On this page, structural quality
is shown that is determined by the earlier described arching structure.
Based on geometry, the "Straight Tangent
Lines" (STLs) are produced as
seen in figure 1.
An STL is a line that intersects
the iso lines with equal distance on the arching surface while
at the same time the iso line levels have equal high distances.
The figure shows STL state from 4 to 13mm level.
Figure 1, Iso Lines with STLs
Extending the shape of these STLs
brings about the shape of a pyramid as seen in figure 2.
Figure 2, The framework
On the violin, the structures that arise resemble a pyramidal frustum, as seen in figure 3. The top of the pyramid is cut off producing an arching shape.
Extending the STLs
on the exterior creates two pyramids. These have common base producing
the shape of an octahedron, defined by all lines shown in grey.
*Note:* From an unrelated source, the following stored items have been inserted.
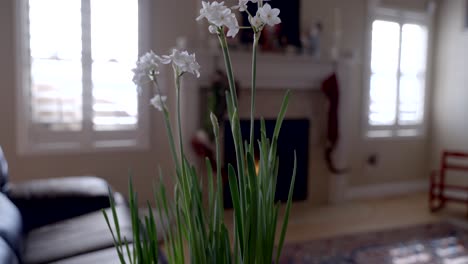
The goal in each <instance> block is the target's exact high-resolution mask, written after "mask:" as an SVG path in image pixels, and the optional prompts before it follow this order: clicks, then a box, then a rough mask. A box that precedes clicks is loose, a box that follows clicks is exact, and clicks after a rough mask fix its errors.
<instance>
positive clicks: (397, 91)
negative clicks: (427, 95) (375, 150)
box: [368, 17, 428, 137]
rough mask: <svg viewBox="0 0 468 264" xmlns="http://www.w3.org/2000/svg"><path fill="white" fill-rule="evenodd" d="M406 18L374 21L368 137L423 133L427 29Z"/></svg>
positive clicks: (426, 62)
mask: <svg viewBox="0 0 468 264" xmlns="http://www.w3.org/2000/svg"><path fill="white" fill-rule="evenodd" d="M406 21H407V19H402V18H401V17H400V18H396V19H395V18H394V19H388V20H387V19H377V20H374V21H373V23H372V41H371V56H370V57H371V61H370V79H369V106H368V126H369V129H368V136H371V137H372V136H393V135H397V136H411V135H418V134H420V133H421V132H422V125H423V122H424V104H425V87H426V65H427V49H428V29H427V27H426V26H425V25H424V23H408V22H406Z"/></svg>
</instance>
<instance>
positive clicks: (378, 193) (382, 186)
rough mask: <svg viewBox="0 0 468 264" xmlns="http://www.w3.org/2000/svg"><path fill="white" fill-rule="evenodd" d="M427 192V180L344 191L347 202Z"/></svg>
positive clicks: (428, 182)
Figure 3, The pyramidal frustum
of the belly and back
The adjacent animation shows the length cross
section at the location of the sound post/bridge. When string
load is applied the structure starts to deform. By clicking
on the arrows in the box at the right we can observe what happens
with the structure.
This can be done step by step (8 steps) or all
steps at once (motion) in this deflecting process, neither the
sound post nor the cross section in front of the upper F-hole,
marked by triangles, move.
Looking at the deflection on each side of the
sound post/bridge and the upper F-holes, we observe the upper
and lower bout shapes to deflect equally on each side. On a
real instrument, the sum of rigidness of the belly plus, the
back and the rib structure are different. Therefore, we cannot
expect them to have equal deflection and stress condition.
The animation shows the optimal state where
the bout shapes have equal deflection. Technically the load
condition on the belly is a continuous beam which extends over
four supports, joined together by three spans. When the centre
span is forced down we can observe the outer spans to move upward.
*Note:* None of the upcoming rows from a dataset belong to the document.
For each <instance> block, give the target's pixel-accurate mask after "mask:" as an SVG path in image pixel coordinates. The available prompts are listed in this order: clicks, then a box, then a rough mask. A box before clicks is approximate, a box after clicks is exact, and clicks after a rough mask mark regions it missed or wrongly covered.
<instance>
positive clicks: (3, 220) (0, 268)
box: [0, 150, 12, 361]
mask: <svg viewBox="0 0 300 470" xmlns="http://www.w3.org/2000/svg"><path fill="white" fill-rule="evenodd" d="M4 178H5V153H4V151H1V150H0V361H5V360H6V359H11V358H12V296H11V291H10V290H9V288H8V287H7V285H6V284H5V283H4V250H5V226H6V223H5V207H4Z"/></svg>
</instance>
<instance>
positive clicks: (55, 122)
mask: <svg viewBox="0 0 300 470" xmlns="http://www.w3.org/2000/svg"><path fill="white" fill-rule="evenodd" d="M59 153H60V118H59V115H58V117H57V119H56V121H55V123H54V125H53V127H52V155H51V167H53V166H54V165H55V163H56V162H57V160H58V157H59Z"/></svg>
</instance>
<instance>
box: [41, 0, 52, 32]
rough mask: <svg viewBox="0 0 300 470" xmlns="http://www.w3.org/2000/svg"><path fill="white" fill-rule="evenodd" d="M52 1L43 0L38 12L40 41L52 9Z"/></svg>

In the case of the violin belly the supports on the end of the
outer spans are forced upward and inward by string load.
Thus the consequence of string load forces the
centre span to bend in a downward direction while the outer
spans become forced upward.
Finally when string load is applied at pitch
we find the instrument in its static state of equilibrium. There
are different stress conditions on the belly by the stationary
supports, on the sound post and the upper F-hole cross section,
and on the stationary sound post on the back.
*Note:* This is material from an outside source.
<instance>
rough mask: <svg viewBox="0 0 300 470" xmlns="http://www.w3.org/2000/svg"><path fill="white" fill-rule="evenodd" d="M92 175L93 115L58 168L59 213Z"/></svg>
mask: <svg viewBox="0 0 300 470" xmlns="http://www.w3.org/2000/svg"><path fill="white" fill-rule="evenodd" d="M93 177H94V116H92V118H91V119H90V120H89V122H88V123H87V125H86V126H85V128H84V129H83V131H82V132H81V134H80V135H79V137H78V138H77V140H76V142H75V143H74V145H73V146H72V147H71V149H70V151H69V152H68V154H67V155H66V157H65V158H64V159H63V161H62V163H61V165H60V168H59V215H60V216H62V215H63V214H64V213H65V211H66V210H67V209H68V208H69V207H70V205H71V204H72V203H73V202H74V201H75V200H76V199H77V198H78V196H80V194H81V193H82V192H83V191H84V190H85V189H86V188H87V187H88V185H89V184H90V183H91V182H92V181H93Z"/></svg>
What we see are two deflection structures (instruments)
that act differently with the applied string load and also will
have different dynamical behavior. The dynamical behavior is
a produced by interaction between the belly, rib and back structures
on each side.
The report, "The impact of arching shape on
structural deflection", describes the circumstances that arise
based on a special geometric arching structure when the instrument
comes into its static stress condition.
When we place a column between the tops
of the pyramids a “Partial Stabilizing
Framework” (PSF) arises. Lengthening
the column increases the stress on the STLs, making
them resistant to forces of deformation . This PSF
is a significant quality that makes it possible to control the behavior
of the surrounding arching. The arching becomes divided into sectors
demarcated by the STLs. When the arching, in the sectors
shapes become stressed by string load, the sector shapes will have their
own stress quality.
The photos above show a model where the PSF
is demonstrated showing STLs as cords. The sound post
is placed on the centre line stretching the cords making a framework
that divides the arching into four sector shapes.